Professor Volunteers Her Skills and “Cattitude,” One Feral Colony at a Time

In her spare time, Dr. Becky Morrow will do more than 50 surgeries a day. An assistant professor of biological sciences, Morrow is rare among academicians: a licensed veterinarian and a scholar who gets her hands dirty helping communities from Clarion to the West Virginia border control feral cat colonies. She drives her pickup and special surgical unit, a retrofitted trailer once used to haul Harleys, into communities that put out a call for help.

Morrow makes clear that feral cat colonies exist because food supplies and shelter are available; if these cats were exterminated, as others advocate, different cats likely would move into the same territory—or animal pest populations might soar. If residents capture the cats, Morrow is willing neuter and release them, leaving behind a stable and healthier cat colony.

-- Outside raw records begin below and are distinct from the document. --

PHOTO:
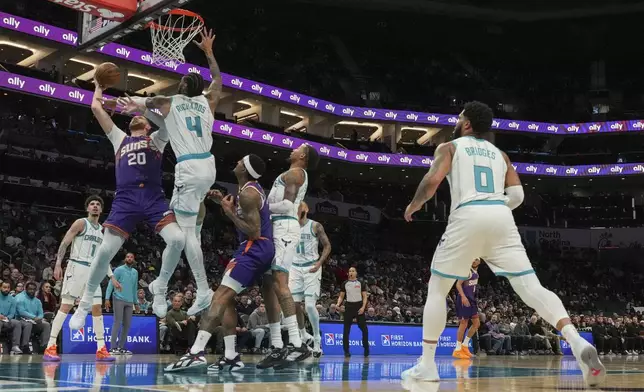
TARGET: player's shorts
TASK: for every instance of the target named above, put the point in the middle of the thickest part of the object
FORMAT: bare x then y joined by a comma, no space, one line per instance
251,260
132,206
193,176
466,312
286,236
483,229
303,283
75,280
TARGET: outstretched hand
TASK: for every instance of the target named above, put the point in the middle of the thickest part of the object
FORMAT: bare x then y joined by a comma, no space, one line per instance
207,40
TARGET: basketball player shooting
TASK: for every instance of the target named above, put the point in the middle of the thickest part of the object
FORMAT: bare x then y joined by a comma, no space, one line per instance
139,198
287,193
85,236
481,224
188,119
252,218
305,277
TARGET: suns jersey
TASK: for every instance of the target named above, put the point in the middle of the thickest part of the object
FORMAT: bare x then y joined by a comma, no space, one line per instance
308,247
277,194
86,242
189,125
477,173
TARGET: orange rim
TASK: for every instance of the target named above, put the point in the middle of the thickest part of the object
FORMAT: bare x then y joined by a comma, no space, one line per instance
181,12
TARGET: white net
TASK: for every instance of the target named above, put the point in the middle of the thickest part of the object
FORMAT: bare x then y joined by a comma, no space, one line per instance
170,35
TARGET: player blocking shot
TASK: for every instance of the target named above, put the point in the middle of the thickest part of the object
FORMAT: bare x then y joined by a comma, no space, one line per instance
305,277
139,197
466,310
287,193
485,189
251,216
85,236
188,118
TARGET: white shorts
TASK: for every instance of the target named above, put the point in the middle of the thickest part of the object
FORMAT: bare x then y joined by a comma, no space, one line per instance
286,236
74,282
303,283
481,230
193,177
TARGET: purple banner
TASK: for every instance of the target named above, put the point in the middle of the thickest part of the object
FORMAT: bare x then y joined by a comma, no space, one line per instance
46,31
79,96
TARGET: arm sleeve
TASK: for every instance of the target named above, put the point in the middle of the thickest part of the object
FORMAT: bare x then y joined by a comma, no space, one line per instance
116,136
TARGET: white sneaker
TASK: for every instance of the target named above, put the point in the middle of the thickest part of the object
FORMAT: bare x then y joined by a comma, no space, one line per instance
159,305
202,301
78,318
421,372
592,369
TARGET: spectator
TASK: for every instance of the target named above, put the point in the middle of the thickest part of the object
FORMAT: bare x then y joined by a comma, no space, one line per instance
8,319
29,309
124,303
258,326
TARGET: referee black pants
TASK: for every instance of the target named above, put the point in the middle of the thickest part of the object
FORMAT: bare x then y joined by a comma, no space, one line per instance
350,313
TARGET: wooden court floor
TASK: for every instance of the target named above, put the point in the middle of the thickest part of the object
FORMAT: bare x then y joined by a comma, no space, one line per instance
378,373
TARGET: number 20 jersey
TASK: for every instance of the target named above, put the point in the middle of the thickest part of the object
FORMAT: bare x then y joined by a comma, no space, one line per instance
189,124
477,173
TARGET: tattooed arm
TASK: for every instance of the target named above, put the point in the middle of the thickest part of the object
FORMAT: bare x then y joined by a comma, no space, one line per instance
429,184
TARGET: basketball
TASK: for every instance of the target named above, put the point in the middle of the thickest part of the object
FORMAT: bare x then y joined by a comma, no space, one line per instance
107,75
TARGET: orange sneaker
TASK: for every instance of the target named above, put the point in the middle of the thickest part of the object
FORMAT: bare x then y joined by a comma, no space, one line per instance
102,355
460,354
51,354
467,352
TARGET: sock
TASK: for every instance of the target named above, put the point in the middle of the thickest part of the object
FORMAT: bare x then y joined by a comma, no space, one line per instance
175,242
293,332
276,335
99,331
229,346
572,336
200,343
104,254
194,254
314,316
56,326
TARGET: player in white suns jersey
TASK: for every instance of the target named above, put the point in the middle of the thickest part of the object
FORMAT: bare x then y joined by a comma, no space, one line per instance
287,193
188,122
85,236
485,189
305,277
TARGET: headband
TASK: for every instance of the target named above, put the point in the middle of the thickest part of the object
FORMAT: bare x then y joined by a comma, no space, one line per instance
249,167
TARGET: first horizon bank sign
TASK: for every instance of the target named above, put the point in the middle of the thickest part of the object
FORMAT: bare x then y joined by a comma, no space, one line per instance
142,337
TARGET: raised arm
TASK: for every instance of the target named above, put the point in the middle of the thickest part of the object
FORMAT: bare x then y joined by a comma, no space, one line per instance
249,201
101,115
513,187
429,184
214,90
77,227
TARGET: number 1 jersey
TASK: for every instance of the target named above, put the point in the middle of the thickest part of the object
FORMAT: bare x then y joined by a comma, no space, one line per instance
189,125
477,173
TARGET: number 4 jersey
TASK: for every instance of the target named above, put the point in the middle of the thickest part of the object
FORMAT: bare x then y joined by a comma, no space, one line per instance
477,174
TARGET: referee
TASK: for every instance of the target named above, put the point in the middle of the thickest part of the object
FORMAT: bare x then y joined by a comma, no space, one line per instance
356,293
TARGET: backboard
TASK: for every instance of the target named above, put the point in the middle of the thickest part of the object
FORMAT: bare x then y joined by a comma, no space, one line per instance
94,31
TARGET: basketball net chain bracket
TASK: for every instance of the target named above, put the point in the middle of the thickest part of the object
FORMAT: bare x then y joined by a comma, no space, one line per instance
95,32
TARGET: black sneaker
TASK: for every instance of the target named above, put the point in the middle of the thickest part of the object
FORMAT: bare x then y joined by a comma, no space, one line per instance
275,356
232,365
294,355
187,361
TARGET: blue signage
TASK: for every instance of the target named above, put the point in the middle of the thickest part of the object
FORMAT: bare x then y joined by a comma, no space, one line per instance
142,337
397,339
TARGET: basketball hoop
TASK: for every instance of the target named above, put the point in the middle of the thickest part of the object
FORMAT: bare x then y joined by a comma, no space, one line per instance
171,33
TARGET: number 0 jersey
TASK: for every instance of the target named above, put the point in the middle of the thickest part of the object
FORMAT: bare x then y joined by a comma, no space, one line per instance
86,242
189,125
477,174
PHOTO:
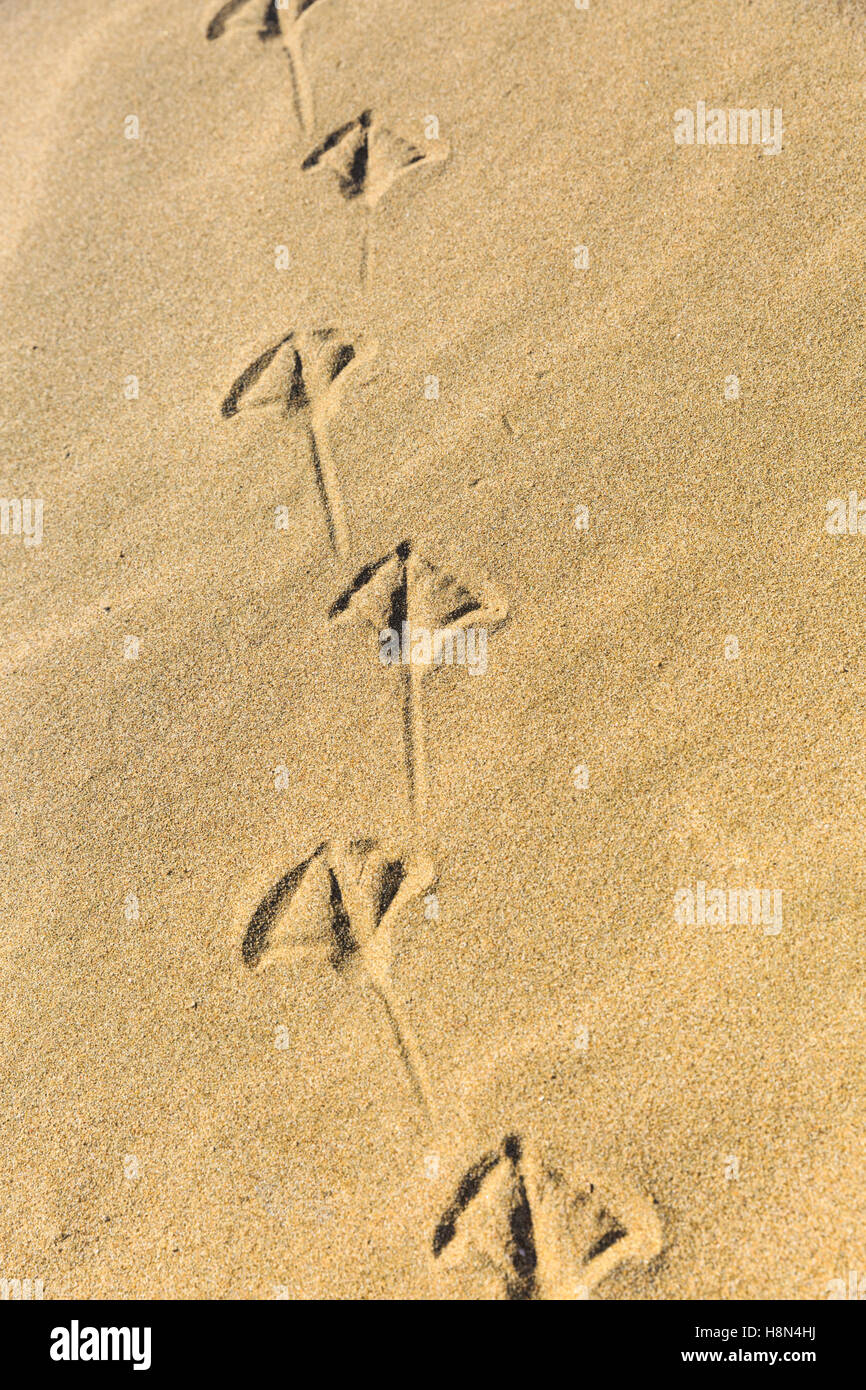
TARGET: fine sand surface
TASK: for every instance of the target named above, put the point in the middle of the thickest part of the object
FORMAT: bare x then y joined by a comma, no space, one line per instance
469,1050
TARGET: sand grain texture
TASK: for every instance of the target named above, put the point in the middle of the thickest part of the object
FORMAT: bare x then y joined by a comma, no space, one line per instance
182,1123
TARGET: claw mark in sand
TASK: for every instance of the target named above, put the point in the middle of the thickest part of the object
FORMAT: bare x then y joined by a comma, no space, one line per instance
341,905
402,592
538,1236
274,20
367,159
300,380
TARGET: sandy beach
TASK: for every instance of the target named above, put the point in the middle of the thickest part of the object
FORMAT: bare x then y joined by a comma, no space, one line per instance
433,663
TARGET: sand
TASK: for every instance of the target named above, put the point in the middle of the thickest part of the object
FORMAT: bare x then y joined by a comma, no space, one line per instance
332,979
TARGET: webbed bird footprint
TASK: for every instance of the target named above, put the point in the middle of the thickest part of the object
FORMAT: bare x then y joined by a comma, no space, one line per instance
273,20
405,588
339,905
299,380
366,159
527,1233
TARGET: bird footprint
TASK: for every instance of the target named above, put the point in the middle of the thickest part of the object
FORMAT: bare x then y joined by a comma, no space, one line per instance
531,1235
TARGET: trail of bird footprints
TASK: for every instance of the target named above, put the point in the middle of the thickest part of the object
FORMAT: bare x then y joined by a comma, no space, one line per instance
515,1223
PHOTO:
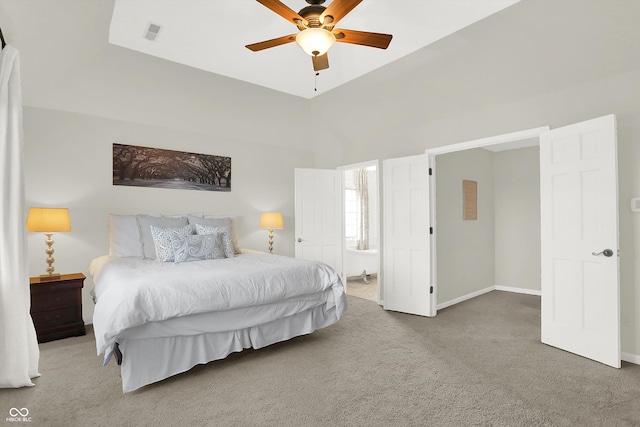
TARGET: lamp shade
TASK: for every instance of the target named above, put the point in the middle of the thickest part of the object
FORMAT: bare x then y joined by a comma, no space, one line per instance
48,220
271,220
315,41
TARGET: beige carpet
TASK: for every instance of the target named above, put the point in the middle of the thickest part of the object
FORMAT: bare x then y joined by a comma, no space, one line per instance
358,288
477,363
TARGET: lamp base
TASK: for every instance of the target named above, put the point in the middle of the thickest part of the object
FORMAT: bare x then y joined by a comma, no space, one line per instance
44,277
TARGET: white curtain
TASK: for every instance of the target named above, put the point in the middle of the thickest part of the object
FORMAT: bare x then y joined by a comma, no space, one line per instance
362,194
19,353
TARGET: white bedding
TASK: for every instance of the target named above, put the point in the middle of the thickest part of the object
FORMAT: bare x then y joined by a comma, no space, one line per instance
244,291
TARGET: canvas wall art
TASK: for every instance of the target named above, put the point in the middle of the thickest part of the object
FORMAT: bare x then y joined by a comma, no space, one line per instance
159,168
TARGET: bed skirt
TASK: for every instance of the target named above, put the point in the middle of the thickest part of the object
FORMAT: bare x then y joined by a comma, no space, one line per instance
149,360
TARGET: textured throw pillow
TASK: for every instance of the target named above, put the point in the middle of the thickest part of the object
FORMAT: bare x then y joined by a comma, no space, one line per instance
144,224
163,243
223,235
220,221
196,247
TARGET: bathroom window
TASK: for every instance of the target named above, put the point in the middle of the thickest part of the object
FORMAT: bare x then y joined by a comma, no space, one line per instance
351,213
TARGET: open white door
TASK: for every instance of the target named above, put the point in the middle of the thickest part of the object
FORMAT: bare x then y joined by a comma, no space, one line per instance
318,216
579,219
407,260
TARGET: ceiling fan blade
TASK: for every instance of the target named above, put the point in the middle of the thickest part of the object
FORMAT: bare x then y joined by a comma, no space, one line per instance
284,11
320,62
337,10
271,43
364,38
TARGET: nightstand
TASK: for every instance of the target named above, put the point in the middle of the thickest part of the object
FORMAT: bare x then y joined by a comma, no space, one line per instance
56,306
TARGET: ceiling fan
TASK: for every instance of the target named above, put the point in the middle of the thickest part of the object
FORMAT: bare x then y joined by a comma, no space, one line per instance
317,33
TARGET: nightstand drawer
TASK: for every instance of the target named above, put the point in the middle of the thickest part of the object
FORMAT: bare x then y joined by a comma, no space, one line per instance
53,300
56,306
52,318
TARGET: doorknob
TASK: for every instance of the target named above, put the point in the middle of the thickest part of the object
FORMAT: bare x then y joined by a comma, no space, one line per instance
606,252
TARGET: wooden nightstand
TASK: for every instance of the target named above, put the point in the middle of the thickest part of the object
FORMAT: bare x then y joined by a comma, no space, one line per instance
56,307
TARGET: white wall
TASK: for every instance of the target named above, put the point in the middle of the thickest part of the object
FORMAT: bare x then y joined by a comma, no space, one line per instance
465,248
516,175
537,63
68,163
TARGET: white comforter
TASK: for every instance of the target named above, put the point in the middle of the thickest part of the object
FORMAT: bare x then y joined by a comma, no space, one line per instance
131,291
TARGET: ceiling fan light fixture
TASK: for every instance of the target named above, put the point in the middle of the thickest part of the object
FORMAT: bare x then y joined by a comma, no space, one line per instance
315,41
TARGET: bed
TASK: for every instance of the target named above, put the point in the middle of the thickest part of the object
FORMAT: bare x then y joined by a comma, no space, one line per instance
161,318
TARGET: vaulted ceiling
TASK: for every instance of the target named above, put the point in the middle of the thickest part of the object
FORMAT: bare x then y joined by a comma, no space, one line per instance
211,35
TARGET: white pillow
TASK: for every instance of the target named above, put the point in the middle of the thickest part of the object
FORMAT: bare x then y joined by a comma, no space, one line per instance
124,236
220,221
223,235
162,240
146,238
196,247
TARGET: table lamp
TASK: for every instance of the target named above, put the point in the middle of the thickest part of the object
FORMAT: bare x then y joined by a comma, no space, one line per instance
48,221
271,221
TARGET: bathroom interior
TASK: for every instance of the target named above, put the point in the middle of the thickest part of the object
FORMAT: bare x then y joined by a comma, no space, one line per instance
361,230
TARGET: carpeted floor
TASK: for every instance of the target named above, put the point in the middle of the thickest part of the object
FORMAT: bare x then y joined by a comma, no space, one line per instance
358,288
477,363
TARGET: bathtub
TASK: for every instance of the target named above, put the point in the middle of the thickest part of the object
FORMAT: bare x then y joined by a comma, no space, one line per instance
361,262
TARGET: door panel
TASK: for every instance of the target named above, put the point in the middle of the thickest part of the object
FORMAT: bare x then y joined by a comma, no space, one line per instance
407,275
579,219
318,212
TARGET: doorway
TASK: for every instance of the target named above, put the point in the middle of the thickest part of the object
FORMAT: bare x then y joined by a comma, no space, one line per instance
361,240
498,248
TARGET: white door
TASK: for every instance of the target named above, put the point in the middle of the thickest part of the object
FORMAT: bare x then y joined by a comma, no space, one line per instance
406,261
318,216
579,219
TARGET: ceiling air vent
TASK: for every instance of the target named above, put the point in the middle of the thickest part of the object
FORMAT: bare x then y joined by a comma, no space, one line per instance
152,32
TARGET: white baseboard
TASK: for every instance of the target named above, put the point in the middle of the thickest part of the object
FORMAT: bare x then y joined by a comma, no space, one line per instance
631,358
465,297
518,290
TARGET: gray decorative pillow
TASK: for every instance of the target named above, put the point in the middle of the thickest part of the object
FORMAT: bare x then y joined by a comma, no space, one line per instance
144,224
196,247
223,235
162,240
219,221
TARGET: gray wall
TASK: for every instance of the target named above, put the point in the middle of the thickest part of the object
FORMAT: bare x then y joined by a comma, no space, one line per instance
465,248
68,163
501,247
516,175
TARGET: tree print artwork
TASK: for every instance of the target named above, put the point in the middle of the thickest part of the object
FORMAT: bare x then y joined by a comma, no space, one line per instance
154,167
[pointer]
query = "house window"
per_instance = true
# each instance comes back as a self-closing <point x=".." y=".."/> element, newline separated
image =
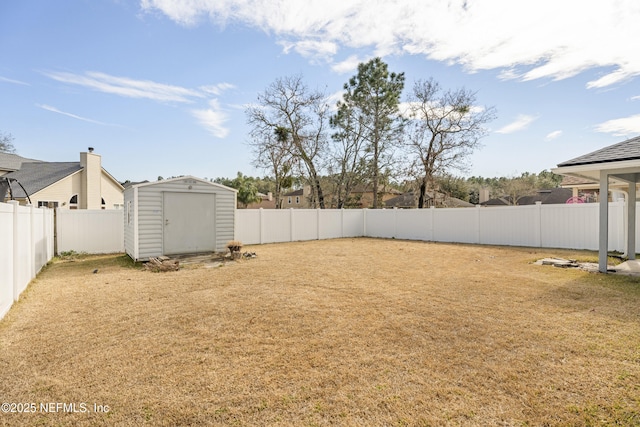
<point x="73" y="202"/>
<point x="47" y="204"/>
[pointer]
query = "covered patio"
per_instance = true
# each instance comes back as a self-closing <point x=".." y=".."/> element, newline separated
<point x="616" y="167"/>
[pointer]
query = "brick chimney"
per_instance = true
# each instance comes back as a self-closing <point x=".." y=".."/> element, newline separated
<point x="91" y="197"/>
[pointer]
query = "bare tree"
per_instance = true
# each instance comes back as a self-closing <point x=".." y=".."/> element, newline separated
<point x="272" y="154"/>
<point x="6" y="143"/>
<point x="348" y="162"/>
<point x="445" y="129"/>
<point x="373" y="95"/>
<point x="298" y="117"/>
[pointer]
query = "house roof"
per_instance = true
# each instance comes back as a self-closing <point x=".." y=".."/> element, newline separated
<point x="575" y="181"/>
<point x="408" y="200"/>
<point x="625" y="150"/>
<point x="552" y="196"/>
<point x="620" y="162"/>
<point x="35" y="175"/>
<point x="295" y="193"/>
<point x="12" y="162"/>
<point x="181" y="178"/>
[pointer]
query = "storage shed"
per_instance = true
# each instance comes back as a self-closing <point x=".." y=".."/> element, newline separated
<point x="178" y="216"/>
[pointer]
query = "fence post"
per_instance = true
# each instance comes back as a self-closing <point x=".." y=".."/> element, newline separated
<point x="537" y="226"/>
<point x="478" y="225"/>
<point x="364" y="222"/>
<point x="32" y="242"/>
<point x="291" y="224"/>
<point x="16" y="248"/>
<point x="260" y="227"/>
<point x="432" y="224"/>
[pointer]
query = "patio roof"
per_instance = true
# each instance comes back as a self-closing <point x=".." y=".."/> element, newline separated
<point x="617" y="165"/>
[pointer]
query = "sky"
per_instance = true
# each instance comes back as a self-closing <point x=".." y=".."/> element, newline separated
<point x="160" y="87"/>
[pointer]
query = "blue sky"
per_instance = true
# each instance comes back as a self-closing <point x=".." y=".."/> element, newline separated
<point x="159" y="87"/>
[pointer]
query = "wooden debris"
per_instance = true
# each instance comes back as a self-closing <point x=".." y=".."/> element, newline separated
<point x="162" y="263"/>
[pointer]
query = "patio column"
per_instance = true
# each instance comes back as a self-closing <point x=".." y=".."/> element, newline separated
<point x="631" y="220"/>
<point x="603" y="242"/>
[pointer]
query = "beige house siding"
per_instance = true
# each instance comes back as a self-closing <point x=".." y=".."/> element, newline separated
<point x="112" y="192"/>
<point x="63" y="190"/>
<point x="60" y="192"/>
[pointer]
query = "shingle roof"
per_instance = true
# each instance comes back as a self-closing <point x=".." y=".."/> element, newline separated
<point x="625" y="150"/>
<point x="34" y="176"/>
<point x="12" y="162"/>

“You do a whole group at once. That’s how you get ahead of the reproduction cycle,” explained Morrow, who established the nonprofit Frankie’s Friends Cat Rescue in New Kensington in memory of her rescued silver tabby.

Morrow finds recruits across campus, engaging students to organize clinics, draw blood and assist with surgeries. Duquesne students who aspire to veterinary practice gain an edge by working with Morrow, observed Dr. Alan W. Seadler, associate provost for research and technology.

“Becky has been absolutely outstanding and has had excellent success in helping students to get into vet schools—which I’m told are harder to get into than medical school because there are fewer than 50 in the U.S.,” Seadler said. “She makes sure students are academically prepared as well as prepared for admittance. Because Duquesne has no veterinary school, no agriculture school and no medical school, this is a major achievement.”

Yet these biology, pre-medical and post-baccalaureate students are not the only beneficiaries. Forensic science students of Dr. Lisa Ludvico gain skills obtaining DNA through tissue samples remaining from Morrow’s efforts. An international practice is to clip a cat’s left ear tip so it’s immediately visible that it has been neutered. Ludvico, a cat lover now on the nonprofit’s board, asked Morrow about obtaining this typically-discarded tissue for a more rich—and rare—opportunity to extract DNA than saliva and blood samples.

“Some students were put off at first,” Ludvico said. “Then they started realizing the marker systems used to identify individuals in animal populations is the same as what is used in humans, even though they are species-specific.”

Ludvico and her students are determining the inter-relatedness of cat colonies to answer whether cats band together in families or if groupings are happenstance. “This is the first year that I have a formal requirement of quantification, genotyping and putting the information in a big database, like we would have for humans,” Ludvico said.

The cumulative efforts mean students win, communities win—and the cats themselves win. “The population Becky sees would never seek veterinary help—these people could not afford it,” Ludvico noted.

“Students can see the community problem,” Morrow added. “Working with underserved populations is tied to our academic work.”